Jesse Jungkurth, like many local musicians, supplements his music-industry income with his more traditional (and stable) 9–5 gig at BlueCross BlueShield of Tennessee. Jesse is a versatile musician who primarily plays guitar in The Iscariots, a well–known Chattanooga reggae band, but has also played with musicians such as Jordan Hallquist, Rick Bowers, and TJ Greever. Jesse also runs Practica Galactica, an affordable practice space located in Lookout Valley off of Browns Ferry Rd.


Who are your music inspirations?

Jesse: All the good songwriters. I consider myself more of a songwriter than a performer because I’m not an amazing guitar player, but I take great pride in my songwriting. I admire Townes Van Zandt, Bruce Springsteen, and Tom Waits for being iconic songwriters. Ultimately, I think that if you don’t have a good song then the performers don’t matter.


What was the inspiration for the name of your practice space, Practica Galactica?

Jesse: We were sitting around drinking one night and asked our Hispanic drummer, Ivan, what “practice” was in Spanish. He said, “practica.” Paired with our extreme nerdiness, someone suggested the title Practica Galactica and I immediately loved it because it reminded me of Battlestar Galactica.


What are the rental rates for your space?

Jesse: We’ve found the idea of an hourly rate to be too much of a hassle when you think about bands transitioning between practice sessions while on a tight schedule. It’s not efficient. We decided to rent out the space every night without a time limit on it. They can go as late as they want. If a band wants to rent out the space for an entire night, they can for $50. That includes the equipment to perform and space to practice. We also have multi-track recording equipment to record your sessions, which is an additional $50 to rent. On the weekends, we try to rent the space out to two different bands for the morning and night sessions. There is a high enough demand and I’m an unorganized enough person that it’s easier to keep the rates simple.


Is this your side job? Do you ever want to make this a larger source of your income?

Jesse: If I was more of an entrepreneur, I might actually pursue it, but ultimately I think that what we currently have won’t make a large profit. We’re hoping to use this space as a way to help musicians in Chattanooga by having more experienced people mentor younger bands in the studio. You’ve got to sow the seed of the next generation of musicians or else we’re just spinning our wheels. You’ve got to create future customers.

We like to try to help people out when we can. People appreciate the fact that we have equipment there and ready for use because it saves time on loading a ton of stuff in and out of the studio.
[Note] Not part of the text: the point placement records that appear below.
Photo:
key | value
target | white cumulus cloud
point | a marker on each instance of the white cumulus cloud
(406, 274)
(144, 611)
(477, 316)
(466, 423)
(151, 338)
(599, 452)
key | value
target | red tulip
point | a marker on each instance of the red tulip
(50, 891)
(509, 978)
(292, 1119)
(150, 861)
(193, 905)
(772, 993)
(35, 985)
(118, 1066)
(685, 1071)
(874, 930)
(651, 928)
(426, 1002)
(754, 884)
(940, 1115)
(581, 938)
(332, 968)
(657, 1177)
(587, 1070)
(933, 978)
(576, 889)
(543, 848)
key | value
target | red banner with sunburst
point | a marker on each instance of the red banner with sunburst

We’re in the music industry, so we’ll never get rich.


What are your plans for 2017?

Jesse: I’ve got two albums in my solo career ready for release this year that I previously wasn’t able to release for legal reasons. I feel more comfortable releasing my music this spring and fall. The Iscariots are also planning on doing something later this year, but we’re not 100% sure on how we’re going to do it yet. I think we’re going to do a steady stream of content release rather than one big release.
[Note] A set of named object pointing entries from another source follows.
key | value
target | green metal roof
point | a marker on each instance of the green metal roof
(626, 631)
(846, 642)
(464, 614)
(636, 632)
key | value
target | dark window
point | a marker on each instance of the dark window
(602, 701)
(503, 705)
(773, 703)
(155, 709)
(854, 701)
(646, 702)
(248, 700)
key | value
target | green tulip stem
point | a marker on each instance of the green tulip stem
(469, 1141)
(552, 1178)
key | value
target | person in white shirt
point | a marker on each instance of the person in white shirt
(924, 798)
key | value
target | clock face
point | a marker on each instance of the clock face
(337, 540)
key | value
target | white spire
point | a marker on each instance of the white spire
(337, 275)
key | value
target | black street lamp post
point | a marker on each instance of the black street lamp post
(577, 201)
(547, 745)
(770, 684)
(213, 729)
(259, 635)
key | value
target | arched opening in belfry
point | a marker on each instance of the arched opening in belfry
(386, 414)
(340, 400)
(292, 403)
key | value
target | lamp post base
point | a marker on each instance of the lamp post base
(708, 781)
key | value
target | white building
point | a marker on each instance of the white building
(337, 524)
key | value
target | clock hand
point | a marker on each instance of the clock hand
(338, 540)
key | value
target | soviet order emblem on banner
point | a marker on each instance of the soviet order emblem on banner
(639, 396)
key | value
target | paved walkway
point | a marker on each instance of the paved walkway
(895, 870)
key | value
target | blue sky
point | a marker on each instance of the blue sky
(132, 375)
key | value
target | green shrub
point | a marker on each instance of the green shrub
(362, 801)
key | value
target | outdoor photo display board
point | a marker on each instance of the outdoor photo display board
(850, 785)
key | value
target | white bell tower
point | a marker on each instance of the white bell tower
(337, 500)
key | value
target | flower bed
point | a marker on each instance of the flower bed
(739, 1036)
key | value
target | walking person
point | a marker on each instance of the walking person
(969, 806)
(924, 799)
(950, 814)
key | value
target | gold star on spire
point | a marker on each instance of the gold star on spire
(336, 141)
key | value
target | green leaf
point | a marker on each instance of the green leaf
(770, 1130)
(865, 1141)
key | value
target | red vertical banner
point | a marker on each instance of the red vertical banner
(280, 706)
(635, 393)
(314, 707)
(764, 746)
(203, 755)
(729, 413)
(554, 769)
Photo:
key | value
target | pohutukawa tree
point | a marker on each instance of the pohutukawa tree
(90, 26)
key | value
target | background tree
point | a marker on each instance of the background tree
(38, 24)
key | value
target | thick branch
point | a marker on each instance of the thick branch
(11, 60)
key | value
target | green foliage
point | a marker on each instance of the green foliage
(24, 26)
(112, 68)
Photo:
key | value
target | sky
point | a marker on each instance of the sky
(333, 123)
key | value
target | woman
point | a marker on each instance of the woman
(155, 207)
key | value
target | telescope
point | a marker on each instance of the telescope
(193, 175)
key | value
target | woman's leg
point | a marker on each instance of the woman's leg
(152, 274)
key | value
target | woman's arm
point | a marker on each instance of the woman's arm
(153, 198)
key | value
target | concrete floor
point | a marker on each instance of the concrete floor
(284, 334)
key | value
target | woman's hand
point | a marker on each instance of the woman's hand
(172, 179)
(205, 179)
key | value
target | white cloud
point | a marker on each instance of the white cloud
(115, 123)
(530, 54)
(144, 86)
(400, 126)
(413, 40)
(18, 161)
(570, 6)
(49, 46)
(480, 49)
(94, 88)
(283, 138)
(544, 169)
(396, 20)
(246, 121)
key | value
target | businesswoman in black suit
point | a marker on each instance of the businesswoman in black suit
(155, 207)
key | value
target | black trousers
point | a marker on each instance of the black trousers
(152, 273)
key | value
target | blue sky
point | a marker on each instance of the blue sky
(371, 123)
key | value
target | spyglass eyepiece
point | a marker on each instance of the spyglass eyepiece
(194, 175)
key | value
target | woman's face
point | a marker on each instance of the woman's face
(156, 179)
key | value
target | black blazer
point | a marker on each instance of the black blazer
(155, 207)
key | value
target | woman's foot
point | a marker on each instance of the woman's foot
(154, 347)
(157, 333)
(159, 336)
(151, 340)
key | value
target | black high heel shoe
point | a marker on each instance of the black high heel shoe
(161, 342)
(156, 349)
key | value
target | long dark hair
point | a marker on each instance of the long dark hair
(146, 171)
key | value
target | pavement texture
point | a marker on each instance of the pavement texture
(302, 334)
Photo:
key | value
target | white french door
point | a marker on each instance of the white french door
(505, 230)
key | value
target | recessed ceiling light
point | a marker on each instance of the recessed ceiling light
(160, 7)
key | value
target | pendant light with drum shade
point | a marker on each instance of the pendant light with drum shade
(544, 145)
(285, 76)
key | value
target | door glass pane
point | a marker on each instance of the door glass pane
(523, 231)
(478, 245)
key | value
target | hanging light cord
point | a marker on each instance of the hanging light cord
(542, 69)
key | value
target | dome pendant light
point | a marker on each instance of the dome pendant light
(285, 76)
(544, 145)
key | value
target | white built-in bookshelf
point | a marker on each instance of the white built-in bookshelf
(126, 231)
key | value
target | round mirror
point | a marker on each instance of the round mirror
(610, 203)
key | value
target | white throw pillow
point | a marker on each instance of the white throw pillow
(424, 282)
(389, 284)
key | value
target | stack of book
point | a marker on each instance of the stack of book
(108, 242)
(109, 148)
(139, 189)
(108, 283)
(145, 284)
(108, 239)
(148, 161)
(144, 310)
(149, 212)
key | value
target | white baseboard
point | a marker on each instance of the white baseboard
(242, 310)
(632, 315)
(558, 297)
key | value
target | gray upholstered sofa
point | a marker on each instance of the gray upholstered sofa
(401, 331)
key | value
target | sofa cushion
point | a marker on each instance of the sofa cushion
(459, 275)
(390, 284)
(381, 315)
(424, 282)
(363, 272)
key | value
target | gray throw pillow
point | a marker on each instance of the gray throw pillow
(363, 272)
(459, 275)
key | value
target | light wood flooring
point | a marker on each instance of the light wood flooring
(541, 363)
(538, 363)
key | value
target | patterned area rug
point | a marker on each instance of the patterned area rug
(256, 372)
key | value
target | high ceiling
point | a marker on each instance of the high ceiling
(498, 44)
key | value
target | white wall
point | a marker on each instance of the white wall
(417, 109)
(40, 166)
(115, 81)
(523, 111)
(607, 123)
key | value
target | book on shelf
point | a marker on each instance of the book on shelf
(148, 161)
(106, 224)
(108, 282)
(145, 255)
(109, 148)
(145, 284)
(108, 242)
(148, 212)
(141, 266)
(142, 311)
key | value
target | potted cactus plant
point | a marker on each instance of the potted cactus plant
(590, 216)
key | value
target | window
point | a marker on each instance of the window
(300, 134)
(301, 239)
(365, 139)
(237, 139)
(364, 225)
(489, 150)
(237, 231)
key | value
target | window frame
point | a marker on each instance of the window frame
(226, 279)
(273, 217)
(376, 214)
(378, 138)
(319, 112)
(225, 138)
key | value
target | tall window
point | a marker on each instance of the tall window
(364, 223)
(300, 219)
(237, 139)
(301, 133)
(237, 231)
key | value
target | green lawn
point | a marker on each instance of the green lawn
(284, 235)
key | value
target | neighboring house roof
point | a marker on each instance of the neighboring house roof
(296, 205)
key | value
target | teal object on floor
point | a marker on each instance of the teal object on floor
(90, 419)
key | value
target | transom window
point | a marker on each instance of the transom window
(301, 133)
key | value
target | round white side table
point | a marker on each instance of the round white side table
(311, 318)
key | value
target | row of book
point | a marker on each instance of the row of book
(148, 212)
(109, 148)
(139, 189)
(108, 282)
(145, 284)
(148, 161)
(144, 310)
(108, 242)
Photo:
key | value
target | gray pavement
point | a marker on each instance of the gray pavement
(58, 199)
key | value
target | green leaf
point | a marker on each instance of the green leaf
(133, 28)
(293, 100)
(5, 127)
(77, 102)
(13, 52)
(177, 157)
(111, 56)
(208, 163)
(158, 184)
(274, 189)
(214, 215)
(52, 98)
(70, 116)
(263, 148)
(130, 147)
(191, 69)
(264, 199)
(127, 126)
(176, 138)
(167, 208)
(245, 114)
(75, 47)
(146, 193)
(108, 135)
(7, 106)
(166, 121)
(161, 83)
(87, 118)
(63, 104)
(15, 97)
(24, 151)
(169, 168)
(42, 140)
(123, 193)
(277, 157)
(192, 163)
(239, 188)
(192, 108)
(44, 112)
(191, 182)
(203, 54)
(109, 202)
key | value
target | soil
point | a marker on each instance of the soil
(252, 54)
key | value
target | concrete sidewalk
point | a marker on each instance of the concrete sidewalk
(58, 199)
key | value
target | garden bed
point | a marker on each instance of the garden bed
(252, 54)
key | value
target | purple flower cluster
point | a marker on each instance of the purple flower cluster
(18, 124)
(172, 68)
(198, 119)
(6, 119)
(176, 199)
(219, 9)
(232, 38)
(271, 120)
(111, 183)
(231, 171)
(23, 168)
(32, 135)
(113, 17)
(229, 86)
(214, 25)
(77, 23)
Do you have any advice for aspiring musicians?
Jesse: Practice. Raw talent isn’t enough. I know a lot of really talented people who, if they just had the drive to hone their skills, could really be something great. I feel like a lot of people want everything to work right now. If they don’t get it immediately, they become disinterested. The best thing you can do is sit down and take time to mess up until you figure it out. Secondly, don’t get into this business expecting to make a lot of money.